Móises, otra vez en el pueblo, cuidó de
los últimos años de su madre. Su perfil humano no era el de mayor prestigio en
aquella época de desarrollo y prosperidad económica. El derroche y el
despilfarro se imponían a la sobriedad y la austeridad. Aquel reaccionario con
voz y voto en las mesas de cuadrilla y chiquiteo, fijaba, sin ningún sonrojo, su
personal hito universal diciendo que el feminismo se inventó cuando Móises y
esta gente se fue a trabajar a Alfa a instalarse en la pecaminosa Eibar. Aparte
de cometidos domésticos invisibles, se les veía tender la ropa y similares.
Ahí, decía, que empezó la perdición del mundo.
Un día de la semana pasada, el mismo en
el que salías a comprar el periódico y para cuando volvías a casa te habían
cambiado el gobierno, noté una profusión de hombres inusual haciendo la compra.

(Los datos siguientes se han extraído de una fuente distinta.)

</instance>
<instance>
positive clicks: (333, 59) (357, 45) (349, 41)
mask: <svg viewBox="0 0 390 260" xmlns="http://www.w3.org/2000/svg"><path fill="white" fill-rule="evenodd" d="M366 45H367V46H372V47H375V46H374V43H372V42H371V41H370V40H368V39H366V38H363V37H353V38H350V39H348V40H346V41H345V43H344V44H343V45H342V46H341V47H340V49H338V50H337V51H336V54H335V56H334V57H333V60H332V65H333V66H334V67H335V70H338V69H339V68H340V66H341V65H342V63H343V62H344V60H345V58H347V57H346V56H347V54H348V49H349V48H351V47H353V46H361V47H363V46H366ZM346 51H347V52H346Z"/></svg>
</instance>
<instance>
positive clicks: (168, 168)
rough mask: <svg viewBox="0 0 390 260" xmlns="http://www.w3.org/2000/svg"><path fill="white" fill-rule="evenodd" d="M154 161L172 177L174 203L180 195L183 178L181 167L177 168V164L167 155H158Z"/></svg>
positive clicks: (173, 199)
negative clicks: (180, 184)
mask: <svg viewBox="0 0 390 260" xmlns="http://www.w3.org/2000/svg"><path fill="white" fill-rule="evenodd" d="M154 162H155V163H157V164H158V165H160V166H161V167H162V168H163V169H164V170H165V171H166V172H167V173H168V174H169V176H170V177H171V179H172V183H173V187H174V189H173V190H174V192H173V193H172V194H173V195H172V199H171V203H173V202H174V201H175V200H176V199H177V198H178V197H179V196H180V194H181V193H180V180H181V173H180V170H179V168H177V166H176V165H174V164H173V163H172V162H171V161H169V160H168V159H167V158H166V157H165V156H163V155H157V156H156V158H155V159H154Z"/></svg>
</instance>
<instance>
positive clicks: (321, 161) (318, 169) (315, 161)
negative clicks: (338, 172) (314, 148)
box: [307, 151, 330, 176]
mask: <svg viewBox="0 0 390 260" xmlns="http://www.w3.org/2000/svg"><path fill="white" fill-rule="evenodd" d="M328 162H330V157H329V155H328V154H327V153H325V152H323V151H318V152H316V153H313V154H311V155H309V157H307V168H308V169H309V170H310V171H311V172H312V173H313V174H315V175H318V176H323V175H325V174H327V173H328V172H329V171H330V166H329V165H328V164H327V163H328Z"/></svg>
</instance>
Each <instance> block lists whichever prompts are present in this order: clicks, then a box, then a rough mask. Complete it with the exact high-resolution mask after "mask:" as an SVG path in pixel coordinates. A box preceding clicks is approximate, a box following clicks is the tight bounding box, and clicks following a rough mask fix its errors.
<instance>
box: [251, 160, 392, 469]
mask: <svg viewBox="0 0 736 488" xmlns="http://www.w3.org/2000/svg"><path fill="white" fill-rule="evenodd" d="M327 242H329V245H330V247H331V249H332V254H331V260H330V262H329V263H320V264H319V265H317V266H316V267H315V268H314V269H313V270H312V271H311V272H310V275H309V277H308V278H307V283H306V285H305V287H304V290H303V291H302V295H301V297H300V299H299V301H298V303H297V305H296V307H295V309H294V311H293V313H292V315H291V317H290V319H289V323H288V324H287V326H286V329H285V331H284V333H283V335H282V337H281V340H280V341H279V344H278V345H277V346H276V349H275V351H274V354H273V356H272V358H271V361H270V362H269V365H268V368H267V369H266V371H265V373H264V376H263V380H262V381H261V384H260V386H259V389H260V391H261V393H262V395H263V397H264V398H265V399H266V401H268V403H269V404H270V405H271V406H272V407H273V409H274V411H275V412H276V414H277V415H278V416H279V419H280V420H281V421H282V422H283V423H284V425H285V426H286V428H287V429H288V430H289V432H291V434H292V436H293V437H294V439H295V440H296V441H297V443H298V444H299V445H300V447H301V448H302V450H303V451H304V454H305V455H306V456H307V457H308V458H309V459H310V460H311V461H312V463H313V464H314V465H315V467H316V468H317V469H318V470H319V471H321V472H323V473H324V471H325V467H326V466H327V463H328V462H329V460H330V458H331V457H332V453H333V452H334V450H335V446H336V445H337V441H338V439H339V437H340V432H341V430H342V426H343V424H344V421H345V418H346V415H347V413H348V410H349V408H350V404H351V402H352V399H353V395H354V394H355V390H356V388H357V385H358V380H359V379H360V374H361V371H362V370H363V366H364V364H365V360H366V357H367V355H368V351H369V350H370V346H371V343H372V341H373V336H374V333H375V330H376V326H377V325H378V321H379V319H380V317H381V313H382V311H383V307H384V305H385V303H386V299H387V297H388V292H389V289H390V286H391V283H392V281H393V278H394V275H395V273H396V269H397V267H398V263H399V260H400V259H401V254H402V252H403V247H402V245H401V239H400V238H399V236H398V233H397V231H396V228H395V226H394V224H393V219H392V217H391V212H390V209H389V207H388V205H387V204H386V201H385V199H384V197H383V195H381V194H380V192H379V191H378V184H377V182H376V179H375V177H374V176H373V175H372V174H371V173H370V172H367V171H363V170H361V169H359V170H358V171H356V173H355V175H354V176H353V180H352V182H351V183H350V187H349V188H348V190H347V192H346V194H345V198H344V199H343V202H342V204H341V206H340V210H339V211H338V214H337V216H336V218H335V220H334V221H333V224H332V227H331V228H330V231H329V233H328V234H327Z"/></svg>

No insinuaré que el fenómeno tuviera relación directa con la composición del
nuevo gobierno y su número de ministras, pero, sí que me sé de algunos que, presa
del pánico, no salieron de casa toda la semana con el fin de estar atentos al
teléfono y poder contestar a la llamada diciendo que ella no estaba.
El día que este gobierno afronte su
crisis final no faltarán quienes, con humor o sin él, responsabilicen de lo
ocurrido a ellas. Será el progreso, el avance, otro Eibar.